Ao longo do segundo trimestre, as obras do Superporto do Açu avançaram significativamente com a construção do quebra-mar no TX1 e TX2, dragagem do canal, linha de transmissão e subestação além da cravação de estacas para o cais dos clientes. Outros destaques do trimestre foram a renovação do prazo de financiamento de R$ 468 milhões com o Bradesco; a obtenção da Licença de Instalação para terminal portuário no TX2; a contratação de assessores financeiros para avaliar eventuais oportunidades de negócios.

“Este ano está se provando ser extremamente desafiador, mas ao mesmo tempo transformador para a história da LLX”, disse Marcus Berto durante a conference call com analistas. Segundo ele, o primeiro trimestre foi iniciado com a perspectiva da entrada em operação dos clientes prevista para o final deste ano, além da assinatura de novos contratos comerciais. “Atualmente, toda a Companhia está focada e determinada a superar todos os obstáculos para concluir a construção do Superporto do Açu e entregar para os clientes e para o Brasil, um porto-indústria eficiente que irá eliminar os gargalos da logística brasileira”, destacou.

De abril a junho de 2013, a LLX apresentou uma receita líquida de R$ 14,3 milhões, referente ao aluguel de aproximadamente 4,4 milhões de metros quadrados de área a seus clientes OSX, MPX, Technip, NOV e Intermoor. A Companhia terminou o segundo trimestre de 2013 com um saldo em caixa e equivalentes de R$ 326 milhões comparados a R$ 274 milhões no primeiro trimestre. Durante o segundo trimestre de 2013, o caixa da Companhia foi impactado pelo recebimento da segunda parcela das debêntures da LLX Açu, no montante de R$ 476,1 milhões, anteriormente classificados na conta de depósitos vinculados. Os financiamentos da LLX no segundo trimestre somaram R$ 2,2 bilhões. O prejuízo líquido do período foi de R$ 73 milhões.



Conheça a LLX

O Superporto do Açu está localizado em São João da Barra, no norte do Estado do Rio de Janeiro. O empreendimento terá capacidade de movimentar até 350 milhões de toneladas de carga por ano, posicionando-se entre os maiores portos do mundo. O Superporto conta com dois terminais (TX1 e TX2) que, juntos, poderão receber até 47 embarcações em seus 17 km de píer.

O TX1, terminal offshore, é formada por ponte de acesso de 3 km, canal de acesso com profundidade que poderá atingir até 26 metros, quebra-mar e até nove berços de atracação. O terminal poderá movimentar até 100 milhões de toneladas de minério de ferro por ano e até 1,2 milhão de barris de petróleo por dia (bpd), e poderá realizar transbordo, tancagem e blending, entre outros.
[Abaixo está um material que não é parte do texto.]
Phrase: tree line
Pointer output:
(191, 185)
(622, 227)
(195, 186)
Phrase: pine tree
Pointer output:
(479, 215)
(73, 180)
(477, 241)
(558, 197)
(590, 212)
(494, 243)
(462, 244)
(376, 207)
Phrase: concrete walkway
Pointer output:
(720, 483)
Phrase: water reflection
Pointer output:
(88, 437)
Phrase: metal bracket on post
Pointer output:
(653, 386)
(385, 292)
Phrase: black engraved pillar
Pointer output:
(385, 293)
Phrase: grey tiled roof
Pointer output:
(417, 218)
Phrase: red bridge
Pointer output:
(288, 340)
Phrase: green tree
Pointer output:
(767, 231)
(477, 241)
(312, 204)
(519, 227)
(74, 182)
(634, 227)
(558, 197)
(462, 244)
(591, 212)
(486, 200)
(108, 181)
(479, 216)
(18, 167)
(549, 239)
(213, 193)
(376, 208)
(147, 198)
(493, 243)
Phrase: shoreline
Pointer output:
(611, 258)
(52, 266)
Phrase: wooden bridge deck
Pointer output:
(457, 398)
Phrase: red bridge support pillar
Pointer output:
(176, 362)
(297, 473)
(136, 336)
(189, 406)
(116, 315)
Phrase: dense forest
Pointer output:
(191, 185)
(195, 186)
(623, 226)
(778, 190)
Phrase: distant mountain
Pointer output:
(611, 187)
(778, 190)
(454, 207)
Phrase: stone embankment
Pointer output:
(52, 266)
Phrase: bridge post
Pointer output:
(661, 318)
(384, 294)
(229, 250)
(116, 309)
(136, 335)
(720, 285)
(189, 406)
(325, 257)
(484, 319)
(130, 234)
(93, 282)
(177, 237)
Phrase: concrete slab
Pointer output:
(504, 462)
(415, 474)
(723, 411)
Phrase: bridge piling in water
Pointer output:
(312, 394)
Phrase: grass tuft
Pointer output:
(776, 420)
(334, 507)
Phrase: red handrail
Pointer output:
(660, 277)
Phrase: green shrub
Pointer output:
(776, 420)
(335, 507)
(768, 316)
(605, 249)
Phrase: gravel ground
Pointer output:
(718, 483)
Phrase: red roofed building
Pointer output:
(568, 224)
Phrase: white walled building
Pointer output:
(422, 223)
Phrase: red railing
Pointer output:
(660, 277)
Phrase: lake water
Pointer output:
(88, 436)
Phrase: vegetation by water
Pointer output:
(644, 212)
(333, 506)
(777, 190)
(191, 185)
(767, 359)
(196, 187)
A ponte e dois berços para movimentação de minério de ferro, com profundidade de 21 metros, já estão concluídos.

O TX2, terminal onshore, atenderá às demandas de carga e descarga das diversas indústrias do Complexo Industrial, como apoio offshore, carga de projeto, indústrias flexíveis, ferro-gusa, escória e granito. O canal já está com mais de 6,2 km de extensão, 300 metros de largura e 12,5 metros de profundidade. Para a construção do quebra-mar serão utilizados 42 blocos de concreto construídos pelo Kugira, maior dique flutuante da Europa que está pela primeira vez no Brasil.

O TX2 conta ainda com uma área de 2 milhões de m² para a instalação de indústrias de apoio offshore e está qualificado para se tornar o mais importante polo de apoio à indústria de petróleo e gás e apoio às operações offshore de E&P, sobretudo, em função da localização próxima às bacias de Campos, Santos e Espírito Santo.

Na retroárea do Superporto do Açu, estão em andamento a instalação de um Complexo Industrial com 90 km2 que irá receber indústrias offshore, unidade de armazenamento e tratamento de petróleo, usinas siderúrgicas, polo metalmecânico, estaleiro, termoelétricas, plantas de pelotização e cimenteiras, entre outros. A previsão é que o Complexo Industrial seja responsável pela atração de cerca de U$ 50 bilhões em investimentos para a região.